The NCS Trust also suggested that The Challenge’s fall was a failure on the charity’s part to win a new contract to help run the NCS programme.
“Rather than a lack of oversight, it is more accurate to say this has been the failure of The Challenge, and The Challenge alone, to recognise it was one of a number of suppliers to NCS Trust in a competitive public procurement process, and it is the job of NCS Trust to deliver its programme safely and at the best possible cost to the taxpayer,” the statement said.
“We will do what we can to assist staff and suppliers of The Challenge. Challenge staff eligible for transfer to other suppliers have done so under the TUPE process.”
In response, The Challenge hit out at perceived inaccuracies in the NCS Trust’s statement.
In a statement, The Challenge said: “The statement from NCST exposes exactly the high-handed, disdainful, arrogant behaviour and wilful misrepresentation of the truth that we and many others have encountered in our dealings with them. They believe that they are beyond reproach.

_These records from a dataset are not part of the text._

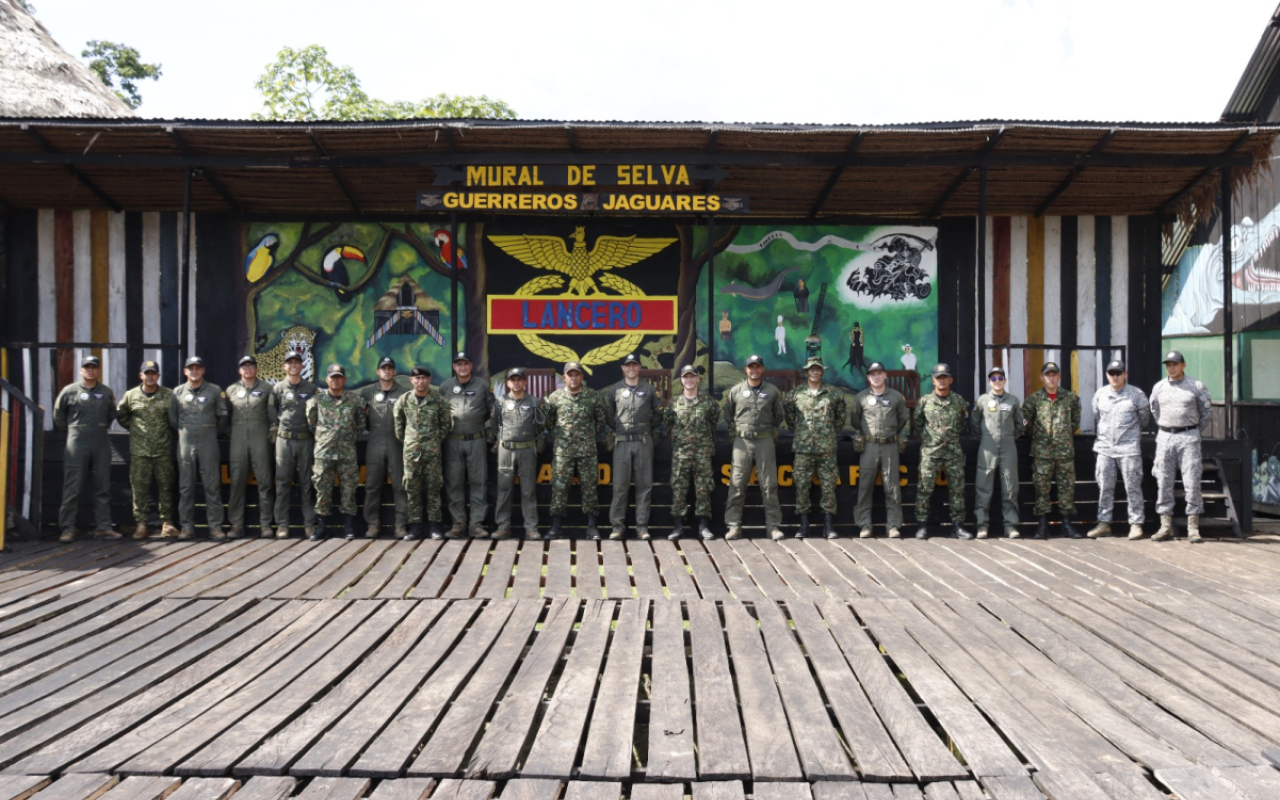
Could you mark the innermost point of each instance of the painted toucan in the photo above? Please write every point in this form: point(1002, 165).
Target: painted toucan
point(261, 257)
point(446, 243)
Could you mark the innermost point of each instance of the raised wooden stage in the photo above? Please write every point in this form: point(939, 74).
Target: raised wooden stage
point(263, 670)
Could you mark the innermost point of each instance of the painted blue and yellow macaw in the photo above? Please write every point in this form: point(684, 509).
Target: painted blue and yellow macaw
point(261, 257)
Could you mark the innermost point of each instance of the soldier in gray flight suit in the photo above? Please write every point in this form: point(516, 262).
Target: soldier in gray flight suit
point(384, 456)
point(997, 421)
point(634, 410)
point(466, 458)
point(252, 420)
point(199, 412)
point(85, 410)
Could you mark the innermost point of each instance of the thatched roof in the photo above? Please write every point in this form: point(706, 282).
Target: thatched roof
point(39, 78)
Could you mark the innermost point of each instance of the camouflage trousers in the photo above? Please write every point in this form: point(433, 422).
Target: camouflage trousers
point(1176, 453)
point(588, 476)
point(347, 472)
point(695, 469)
point(1130, 470)
point(419, 475)
point(950, 464)
point(823, 467)
point(1048, 472)
point(142, 471)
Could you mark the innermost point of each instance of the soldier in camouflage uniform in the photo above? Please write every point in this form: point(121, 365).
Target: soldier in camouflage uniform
point(144, 411)
point(941, 416)
point(1121, 411)
point(1052, 416)
point(997, 421)
point(691, 420)
point(383, 456)
point(634, 410)
point(754, 410)
point(517, 428)
point(880, 419)
point(85, 410)
point(423, 421)
point(1180, 406)
point(337, 419)
point(199, 412)
point(577, 415)
point(252, 420)
point(816, 411)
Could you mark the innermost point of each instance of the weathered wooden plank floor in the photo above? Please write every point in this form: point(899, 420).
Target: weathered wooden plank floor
point(846, 668)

“Our lawyers will attest that significant payments remain outstanding and that far from withdrawing from the contracts, we sought legitimate assurances on their safety and viability.”
Third Sector understands that The Challenge had been in discussions with the Department for Digital, Culture, Media and Sport about the NCS Trust’s behaviour and leadership before its contract was ended.
The Challenge had also asked the DCMS to step in to help find a resolution, but was concerned at the department’s inaction over the dispute.
“The contracts – which we had fairly won and been awarded – were unilaterally withdrawn on 31 July 2019, 16 days after we registered our concerns with DCMS,” the statement from The Challenge said.
The DCMS declined to comment on The Challenge’s administration.